During Jason's filmmaking, he came up with a great idea for an app called AXS Map (pronounced access map) where everyday people can post places from restaurants to stores that are truly handicap accessible. Getting around on public transportation is extremely difficult if you are not able to walk, which you will truly understand once you see this film. Often when people with walking aids like a wheelchair finally get to their destination they find there are few steps, and therefore not handicap accessible. How frustrating after a maybe 2-3 hour commute that would take a mobile person 30 minutes!! AXS Map will help those who still want to go out find places that they are accessible. Find out more about this incredible project at http://wheniwalk.com/axs-map.
In the last Momentum MS Magazine, Jason DaSilva was featured.
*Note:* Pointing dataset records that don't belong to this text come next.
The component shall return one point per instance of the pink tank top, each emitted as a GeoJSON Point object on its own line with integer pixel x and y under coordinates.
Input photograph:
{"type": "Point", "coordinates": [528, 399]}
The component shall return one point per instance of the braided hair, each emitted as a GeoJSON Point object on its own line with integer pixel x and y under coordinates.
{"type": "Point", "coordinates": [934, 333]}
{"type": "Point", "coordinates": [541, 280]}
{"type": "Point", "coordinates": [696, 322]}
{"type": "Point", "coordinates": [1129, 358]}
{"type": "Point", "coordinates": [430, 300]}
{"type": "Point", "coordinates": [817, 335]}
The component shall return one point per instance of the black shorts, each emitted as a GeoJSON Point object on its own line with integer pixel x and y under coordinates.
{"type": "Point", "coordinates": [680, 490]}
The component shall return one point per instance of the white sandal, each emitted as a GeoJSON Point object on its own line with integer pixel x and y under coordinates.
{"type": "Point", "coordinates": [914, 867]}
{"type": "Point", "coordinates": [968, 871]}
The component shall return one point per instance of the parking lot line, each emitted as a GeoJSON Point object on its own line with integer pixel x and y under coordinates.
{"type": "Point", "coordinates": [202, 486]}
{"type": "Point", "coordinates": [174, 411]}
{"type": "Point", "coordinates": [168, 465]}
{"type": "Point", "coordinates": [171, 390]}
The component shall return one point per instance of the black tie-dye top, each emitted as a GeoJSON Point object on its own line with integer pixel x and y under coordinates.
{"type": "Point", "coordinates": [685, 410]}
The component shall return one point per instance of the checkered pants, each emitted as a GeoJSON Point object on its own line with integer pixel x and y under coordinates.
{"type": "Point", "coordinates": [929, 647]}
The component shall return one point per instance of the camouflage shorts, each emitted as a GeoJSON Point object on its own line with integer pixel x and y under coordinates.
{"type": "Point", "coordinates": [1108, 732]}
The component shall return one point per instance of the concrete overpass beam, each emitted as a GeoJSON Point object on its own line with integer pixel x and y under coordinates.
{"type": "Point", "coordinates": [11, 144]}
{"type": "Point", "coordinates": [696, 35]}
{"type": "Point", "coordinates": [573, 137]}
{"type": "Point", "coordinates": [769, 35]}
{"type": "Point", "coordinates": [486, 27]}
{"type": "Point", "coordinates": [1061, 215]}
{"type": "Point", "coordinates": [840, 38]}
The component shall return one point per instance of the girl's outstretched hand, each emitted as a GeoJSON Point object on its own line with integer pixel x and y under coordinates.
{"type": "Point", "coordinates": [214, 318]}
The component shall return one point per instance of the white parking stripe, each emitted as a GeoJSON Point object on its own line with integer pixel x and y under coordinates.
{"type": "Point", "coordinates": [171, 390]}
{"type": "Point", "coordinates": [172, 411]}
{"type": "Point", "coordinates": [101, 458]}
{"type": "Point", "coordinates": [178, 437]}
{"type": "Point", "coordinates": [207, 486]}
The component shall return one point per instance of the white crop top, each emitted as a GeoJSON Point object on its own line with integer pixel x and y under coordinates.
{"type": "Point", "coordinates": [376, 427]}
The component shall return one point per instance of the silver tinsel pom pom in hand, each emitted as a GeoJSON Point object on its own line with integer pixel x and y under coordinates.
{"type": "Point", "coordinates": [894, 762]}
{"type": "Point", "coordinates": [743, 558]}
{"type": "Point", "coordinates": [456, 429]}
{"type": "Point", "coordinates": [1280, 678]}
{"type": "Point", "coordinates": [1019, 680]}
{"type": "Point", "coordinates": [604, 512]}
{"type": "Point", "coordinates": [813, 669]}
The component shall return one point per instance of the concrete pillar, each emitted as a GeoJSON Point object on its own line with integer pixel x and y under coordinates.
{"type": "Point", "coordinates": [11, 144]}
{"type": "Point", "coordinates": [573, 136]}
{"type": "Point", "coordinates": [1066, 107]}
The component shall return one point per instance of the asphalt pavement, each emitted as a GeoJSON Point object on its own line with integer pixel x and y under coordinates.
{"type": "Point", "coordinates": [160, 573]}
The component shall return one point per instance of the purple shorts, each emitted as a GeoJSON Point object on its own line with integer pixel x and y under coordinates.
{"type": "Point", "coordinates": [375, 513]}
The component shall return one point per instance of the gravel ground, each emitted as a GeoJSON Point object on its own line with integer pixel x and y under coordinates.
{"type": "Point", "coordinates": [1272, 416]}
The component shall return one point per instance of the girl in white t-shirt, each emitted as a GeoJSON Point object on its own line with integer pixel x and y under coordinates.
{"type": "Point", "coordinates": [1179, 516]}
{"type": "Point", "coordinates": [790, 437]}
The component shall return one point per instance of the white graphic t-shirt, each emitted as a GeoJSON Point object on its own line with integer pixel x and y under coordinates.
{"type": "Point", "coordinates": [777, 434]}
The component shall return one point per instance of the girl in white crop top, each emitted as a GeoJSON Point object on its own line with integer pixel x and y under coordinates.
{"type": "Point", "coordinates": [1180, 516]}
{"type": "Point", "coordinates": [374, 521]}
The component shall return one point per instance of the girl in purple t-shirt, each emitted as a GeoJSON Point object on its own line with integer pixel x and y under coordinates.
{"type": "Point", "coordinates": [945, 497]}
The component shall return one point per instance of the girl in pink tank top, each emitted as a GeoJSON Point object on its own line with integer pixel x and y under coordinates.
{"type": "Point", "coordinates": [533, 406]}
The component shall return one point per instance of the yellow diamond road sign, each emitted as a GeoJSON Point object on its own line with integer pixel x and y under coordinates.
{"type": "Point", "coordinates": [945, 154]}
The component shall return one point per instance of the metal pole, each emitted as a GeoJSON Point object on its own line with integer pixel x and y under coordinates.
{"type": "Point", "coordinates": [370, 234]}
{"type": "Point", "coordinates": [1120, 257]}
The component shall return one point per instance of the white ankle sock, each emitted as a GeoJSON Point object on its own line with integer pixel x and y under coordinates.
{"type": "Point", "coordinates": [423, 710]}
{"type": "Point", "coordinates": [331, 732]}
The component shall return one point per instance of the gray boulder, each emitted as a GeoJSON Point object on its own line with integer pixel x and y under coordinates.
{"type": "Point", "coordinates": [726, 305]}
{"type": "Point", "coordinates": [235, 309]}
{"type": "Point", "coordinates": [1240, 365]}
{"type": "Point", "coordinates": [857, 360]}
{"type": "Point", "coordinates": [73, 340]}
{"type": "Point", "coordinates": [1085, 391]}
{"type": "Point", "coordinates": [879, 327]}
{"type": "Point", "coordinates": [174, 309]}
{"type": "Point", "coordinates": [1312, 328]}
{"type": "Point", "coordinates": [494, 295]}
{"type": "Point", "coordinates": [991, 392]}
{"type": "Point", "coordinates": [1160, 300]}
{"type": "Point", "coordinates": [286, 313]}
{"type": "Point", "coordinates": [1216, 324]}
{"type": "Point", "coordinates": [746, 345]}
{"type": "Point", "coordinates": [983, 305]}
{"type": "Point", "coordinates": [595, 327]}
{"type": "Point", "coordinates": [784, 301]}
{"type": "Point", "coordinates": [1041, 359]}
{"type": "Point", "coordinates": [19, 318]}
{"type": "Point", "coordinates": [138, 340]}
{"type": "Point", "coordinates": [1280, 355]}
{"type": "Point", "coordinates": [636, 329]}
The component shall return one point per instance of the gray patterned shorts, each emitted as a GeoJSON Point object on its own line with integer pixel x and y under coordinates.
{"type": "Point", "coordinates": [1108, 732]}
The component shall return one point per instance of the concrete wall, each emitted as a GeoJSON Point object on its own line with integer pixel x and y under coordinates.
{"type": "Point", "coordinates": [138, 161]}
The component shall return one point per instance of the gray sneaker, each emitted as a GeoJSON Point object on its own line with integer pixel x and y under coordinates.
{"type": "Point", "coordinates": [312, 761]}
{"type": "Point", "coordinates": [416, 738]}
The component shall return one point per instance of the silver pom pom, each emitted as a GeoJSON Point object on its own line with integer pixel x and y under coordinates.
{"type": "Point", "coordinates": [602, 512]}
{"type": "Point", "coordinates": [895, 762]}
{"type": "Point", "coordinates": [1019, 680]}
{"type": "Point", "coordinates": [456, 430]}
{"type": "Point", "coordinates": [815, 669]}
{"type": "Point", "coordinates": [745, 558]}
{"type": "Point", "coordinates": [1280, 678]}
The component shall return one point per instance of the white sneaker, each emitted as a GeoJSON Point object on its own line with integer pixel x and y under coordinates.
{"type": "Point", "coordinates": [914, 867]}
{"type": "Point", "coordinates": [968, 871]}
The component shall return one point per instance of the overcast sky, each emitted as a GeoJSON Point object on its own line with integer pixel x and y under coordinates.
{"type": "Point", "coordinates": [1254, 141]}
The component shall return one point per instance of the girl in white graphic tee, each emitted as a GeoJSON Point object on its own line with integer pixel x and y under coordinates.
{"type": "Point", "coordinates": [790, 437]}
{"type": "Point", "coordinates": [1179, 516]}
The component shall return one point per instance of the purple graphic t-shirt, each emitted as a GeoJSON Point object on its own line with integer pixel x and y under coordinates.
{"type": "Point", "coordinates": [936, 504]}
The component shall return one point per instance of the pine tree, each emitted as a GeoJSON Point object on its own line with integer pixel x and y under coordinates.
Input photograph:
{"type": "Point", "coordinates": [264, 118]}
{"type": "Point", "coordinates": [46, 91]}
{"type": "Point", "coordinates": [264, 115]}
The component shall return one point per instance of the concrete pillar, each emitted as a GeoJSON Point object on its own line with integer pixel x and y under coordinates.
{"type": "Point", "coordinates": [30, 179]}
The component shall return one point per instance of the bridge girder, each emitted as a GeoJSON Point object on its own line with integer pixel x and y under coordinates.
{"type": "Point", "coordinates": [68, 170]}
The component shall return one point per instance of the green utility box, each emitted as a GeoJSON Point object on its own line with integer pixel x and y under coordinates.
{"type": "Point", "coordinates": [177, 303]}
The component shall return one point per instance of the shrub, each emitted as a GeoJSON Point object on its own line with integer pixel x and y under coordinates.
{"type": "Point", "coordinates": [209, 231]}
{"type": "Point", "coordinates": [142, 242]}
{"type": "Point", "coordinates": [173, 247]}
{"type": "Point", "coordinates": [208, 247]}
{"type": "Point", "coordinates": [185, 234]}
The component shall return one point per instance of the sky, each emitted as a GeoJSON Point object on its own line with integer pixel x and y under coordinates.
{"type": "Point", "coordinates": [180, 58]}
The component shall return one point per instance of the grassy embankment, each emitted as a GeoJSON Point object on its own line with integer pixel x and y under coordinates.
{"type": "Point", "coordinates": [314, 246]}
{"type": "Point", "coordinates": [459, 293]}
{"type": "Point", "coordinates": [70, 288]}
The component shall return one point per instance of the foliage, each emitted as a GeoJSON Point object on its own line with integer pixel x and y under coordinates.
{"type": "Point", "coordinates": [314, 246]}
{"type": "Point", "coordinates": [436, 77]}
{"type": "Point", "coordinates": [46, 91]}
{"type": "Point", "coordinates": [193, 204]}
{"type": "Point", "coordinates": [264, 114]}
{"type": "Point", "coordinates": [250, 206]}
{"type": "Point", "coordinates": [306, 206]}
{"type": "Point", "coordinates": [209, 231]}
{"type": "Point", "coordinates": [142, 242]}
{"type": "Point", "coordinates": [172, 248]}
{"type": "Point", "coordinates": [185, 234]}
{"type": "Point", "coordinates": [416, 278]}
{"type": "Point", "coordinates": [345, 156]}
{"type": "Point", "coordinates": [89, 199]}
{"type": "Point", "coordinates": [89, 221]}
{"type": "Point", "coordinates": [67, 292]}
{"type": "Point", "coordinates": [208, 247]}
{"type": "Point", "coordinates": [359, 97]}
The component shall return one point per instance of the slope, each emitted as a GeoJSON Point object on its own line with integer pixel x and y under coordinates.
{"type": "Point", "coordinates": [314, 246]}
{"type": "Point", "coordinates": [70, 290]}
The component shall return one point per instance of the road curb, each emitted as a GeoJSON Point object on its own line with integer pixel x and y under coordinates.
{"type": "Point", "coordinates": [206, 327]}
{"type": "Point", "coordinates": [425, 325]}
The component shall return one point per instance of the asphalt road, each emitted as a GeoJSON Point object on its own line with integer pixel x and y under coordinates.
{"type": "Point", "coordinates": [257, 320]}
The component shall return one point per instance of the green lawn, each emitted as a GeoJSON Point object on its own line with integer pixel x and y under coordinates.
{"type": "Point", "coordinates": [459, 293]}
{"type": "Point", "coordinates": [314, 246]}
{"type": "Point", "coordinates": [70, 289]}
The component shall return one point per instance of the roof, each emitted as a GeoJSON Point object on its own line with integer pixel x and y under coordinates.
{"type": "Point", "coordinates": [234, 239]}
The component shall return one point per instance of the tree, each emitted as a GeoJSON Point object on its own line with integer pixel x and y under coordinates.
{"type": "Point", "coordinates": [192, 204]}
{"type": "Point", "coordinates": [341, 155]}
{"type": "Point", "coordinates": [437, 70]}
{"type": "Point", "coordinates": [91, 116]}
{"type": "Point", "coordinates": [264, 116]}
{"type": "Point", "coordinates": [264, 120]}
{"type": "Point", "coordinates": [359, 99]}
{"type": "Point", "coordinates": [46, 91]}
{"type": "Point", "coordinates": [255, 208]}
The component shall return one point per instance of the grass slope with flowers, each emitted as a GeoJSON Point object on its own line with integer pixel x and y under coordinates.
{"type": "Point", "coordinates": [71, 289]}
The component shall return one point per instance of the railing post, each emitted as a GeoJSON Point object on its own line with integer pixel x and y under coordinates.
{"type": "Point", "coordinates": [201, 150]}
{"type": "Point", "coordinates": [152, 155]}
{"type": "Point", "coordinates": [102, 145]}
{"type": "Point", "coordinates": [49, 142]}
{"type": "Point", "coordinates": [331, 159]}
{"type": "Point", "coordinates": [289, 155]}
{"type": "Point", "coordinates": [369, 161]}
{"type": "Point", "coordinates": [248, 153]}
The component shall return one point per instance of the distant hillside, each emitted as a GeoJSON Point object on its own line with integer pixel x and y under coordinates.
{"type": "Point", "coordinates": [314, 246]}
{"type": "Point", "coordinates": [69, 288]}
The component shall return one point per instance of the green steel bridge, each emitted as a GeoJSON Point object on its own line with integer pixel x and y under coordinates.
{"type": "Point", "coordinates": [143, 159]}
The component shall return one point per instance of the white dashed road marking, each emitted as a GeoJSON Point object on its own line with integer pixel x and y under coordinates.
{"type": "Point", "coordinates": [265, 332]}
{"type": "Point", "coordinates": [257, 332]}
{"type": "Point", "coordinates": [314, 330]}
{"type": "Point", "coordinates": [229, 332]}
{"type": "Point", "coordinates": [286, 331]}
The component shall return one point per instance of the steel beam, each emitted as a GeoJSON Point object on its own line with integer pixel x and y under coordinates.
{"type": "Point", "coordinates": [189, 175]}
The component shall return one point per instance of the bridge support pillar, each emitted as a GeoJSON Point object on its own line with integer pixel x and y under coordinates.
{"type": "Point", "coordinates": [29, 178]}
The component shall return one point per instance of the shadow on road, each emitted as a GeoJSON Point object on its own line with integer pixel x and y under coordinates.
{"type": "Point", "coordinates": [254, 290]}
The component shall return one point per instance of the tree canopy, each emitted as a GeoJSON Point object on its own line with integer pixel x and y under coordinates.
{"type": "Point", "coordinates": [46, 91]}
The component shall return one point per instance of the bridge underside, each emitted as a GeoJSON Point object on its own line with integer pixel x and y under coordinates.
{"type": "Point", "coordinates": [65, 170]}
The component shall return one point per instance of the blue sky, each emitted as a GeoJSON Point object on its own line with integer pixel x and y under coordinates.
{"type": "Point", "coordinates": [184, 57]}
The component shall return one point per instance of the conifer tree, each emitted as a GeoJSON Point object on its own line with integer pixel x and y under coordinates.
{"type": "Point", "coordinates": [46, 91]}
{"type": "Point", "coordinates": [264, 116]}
Read his story here and more about the film. http://www.momentummagazineonline.com/reel-life-ms/
The film premiers on television tomorrow, Monday, June 23rd.
Locally, it airs at 10pm, but here is the link to find out exactly what time it will be aired in your area. http://www.pbs.org/pov/wheniwalk/
This is a powerful film and I urge you to watch. Share with your friends and family so they can watch too and learn more about what it really means to have MS. Jason has spread MS Awareness and continues to do so. He has really become an activist for all of us MSers and I could not be prouder!
Now let the rest of us help spread MS Awareness too!